For some, Friday, 20 March, 2020, was the first time they’d visited www.bandcamp.com – as the site waived its usual 15% revenue share to give artists hit hardest by the Covid-19 crisis a 100% share of any sales that day. It was a huge success, generating over $4million in music and merch sales, while the second day on 1 May raised a further $7.1million. The first Friday of each month will repeat this act of largesse. Established in 2008, Bandcamp allows musicians to upload their music in a wide range of lossy and lossless formats, while there are increasing amounts of vinyl, CDs and band merch on sale – with the site even pioneering its own on-demand LP pressing service: if there are enough pre-orders for a vinyl version of an album, Bandcamp will press it. No label required here folks! It’s an artist-led set-up that sees any money spent going directly, and quickly, into the pockets of the musicians, who collectively earned over $270million through the site in 2018.

Birmingham-based solo electric bassist, looping and effects guru Steve Lawson was an early adopter to the Bandcamp model and now offers listeners a Subscription – which for a single yearly payment of £30 allows access to his entire back catalogue of some 58 albums, several new ‘subscriber-exclusive’ albums released each year, as well as exclusive videos, regular blog posts, and some fun Zoom hangouts, which have connected him to his fans around the world.

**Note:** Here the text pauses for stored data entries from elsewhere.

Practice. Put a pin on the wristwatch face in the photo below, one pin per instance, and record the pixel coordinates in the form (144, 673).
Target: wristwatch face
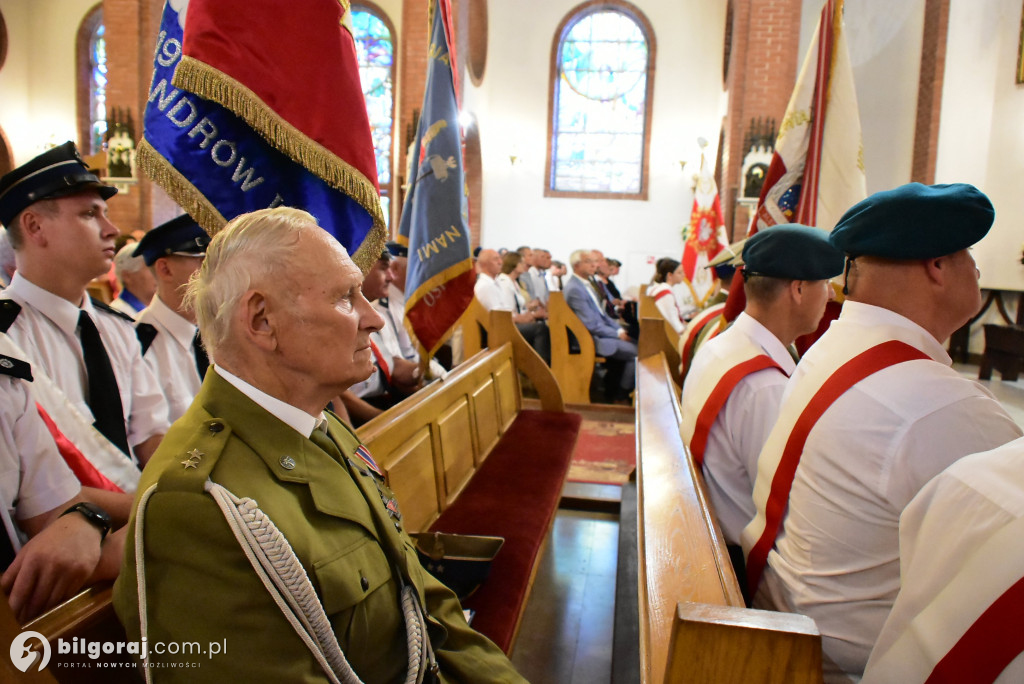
(95, 515)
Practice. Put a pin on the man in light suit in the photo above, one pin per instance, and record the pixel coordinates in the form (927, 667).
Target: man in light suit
(283, 341)
(610, 340)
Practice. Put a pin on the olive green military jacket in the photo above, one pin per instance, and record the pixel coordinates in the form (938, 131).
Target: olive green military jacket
(201, 588)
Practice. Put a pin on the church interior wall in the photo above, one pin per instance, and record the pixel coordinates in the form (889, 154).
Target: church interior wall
(37, 82)
(980, 138)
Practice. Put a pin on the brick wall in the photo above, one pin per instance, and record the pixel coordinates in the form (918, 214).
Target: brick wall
(131, 37)
(933, 59)
(761, 75)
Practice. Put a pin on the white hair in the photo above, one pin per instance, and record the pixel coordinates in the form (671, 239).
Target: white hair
(253, 248)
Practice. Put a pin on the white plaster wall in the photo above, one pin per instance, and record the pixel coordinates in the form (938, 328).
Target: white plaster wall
(37, 83)
(511, 108)
(981, 135)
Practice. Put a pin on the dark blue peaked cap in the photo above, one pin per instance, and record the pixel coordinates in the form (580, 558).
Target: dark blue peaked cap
(914, 221)
(56, 172)
(792, 251)
(179, 236)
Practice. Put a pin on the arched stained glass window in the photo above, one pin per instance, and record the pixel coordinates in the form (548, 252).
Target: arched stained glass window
(375, 49)
(97, 88)
(90, 67)
(601, 95)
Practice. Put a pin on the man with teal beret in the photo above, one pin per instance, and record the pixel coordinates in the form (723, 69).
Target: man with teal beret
(263, 530)
(872, 412)
(732, 392)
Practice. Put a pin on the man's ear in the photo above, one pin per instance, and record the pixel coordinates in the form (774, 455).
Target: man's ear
(256, 321)
(32, 227)
(161, 267)
(797, 290)
(935, 269)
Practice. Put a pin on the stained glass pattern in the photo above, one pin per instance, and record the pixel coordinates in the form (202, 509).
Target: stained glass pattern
(376, 55)
(600, 105)
(97, 88)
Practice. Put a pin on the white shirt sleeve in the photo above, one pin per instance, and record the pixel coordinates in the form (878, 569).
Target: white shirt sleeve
(34, 478)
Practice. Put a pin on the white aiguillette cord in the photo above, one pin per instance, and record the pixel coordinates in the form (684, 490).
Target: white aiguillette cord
(285, 579)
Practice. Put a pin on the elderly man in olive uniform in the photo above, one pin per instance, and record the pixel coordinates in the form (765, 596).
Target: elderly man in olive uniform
(267, 527)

Everyone’s overcharging for digital downloads, not realising that we really need to make the case for this being a viable alternative to the streaming economy

Steve Lawson

It’s all a far cry from the mixed fortunes offered by streaming sites or relying on gigs to sell physical products direct to fans, as Lawson explains: “I actually find it really weird that it’s taken this long for jazz musicians to see just how terribly streaming rates work out for us. The entire economic proposition is ‘end up on a playlist or have a viral hit and you’ll make money’ – that’s a pop construct, or perhaps even an ambient music construct if you’re hoping to get on a ‘sleep playlist’ or one for people to write to. It’s not a good thing for people who want their ongoing work to be self-sustaining, rather than be the production of a series of lottery tickets. What’s even weirder to watch now is an entire generation of jazz musicians trying to work out what their work is worth when all they know is streaming for free or a CD costing £10 on a merch table. So everyone’s overcharging for digital downloads, not realising that we really need to make the case for this being a viable alternative to the streaming economy, not a replacement for the merch table.”

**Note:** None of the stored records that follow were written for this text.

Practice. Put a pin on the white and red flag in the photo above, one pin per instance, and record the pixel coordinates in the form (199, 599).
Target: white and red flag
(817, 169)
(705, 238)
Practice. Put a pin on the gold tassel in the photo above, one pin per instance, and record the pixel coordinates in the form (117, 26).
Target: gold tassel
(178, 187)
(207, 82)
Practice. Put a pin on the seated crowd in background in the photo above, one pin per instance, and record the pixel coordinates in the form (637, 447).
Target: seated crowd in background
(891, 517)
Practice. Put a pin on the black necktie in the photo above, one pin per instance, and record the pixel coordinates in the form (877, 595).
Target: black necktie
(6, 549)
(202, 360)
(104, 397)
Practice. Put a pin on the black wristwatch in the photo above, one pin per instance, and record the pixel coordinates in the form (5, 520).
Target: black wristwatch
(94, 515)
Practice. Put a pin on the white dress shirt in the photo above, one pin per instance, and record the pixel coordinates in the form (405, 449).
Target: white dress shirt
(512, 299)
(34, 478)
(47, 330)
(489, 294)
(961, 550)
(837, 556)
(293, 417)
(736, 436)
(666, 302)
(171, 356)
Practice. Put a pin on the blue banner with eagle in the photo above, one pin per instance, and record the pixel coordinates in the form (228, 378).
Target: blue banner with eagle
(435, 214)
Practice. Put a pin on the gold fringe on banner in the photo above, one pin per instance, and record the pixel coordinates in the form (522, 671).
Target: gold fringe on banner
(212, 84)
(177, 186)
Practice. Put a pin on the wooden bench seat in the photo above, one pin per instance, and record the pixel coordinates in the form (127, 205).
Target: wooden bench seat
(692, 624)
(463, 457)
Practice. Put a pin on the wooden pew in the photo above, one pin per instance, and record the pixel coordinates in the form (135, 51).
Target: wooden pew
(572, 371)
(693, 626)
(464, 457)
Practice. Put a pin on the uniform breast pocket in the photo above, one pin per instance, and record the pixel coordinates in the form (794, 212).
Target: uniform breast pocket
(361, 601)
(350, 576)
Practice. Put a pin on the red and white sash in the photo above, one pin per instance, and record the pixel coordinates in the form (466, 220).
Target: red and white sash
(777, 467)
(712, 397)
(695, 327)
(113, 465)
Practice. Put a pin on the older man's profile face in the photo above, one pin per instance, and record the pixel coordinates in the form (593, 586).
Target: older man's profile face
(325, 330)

This holistic approach to continual engagement favours personal interaction over hard-headed promo and sees Lawson spin multiple discussion topics and snippets of music and intellectual stimuli across his social media channels. It’s all part of a two-way conversation that feeds into his music making: “I love the semiology of ‘the album’ but I also love the multi-modal nature of the internet, that a stream of words and images and video and narrative and politics and family life and friendships and, yes, music can all weave into one another and build a compelling vision for how we might move forward as humans. That sounds like a huge claim to make, but it feels like the opposite, like it’s focussing music on a much smaller target, of making sense of the world as I see it day to day, rather than measuring the value or success of anything by its scale as a commercial or broadly cultural artefact. I don’t need to have a hit record for that multimodal narrative to do its job.”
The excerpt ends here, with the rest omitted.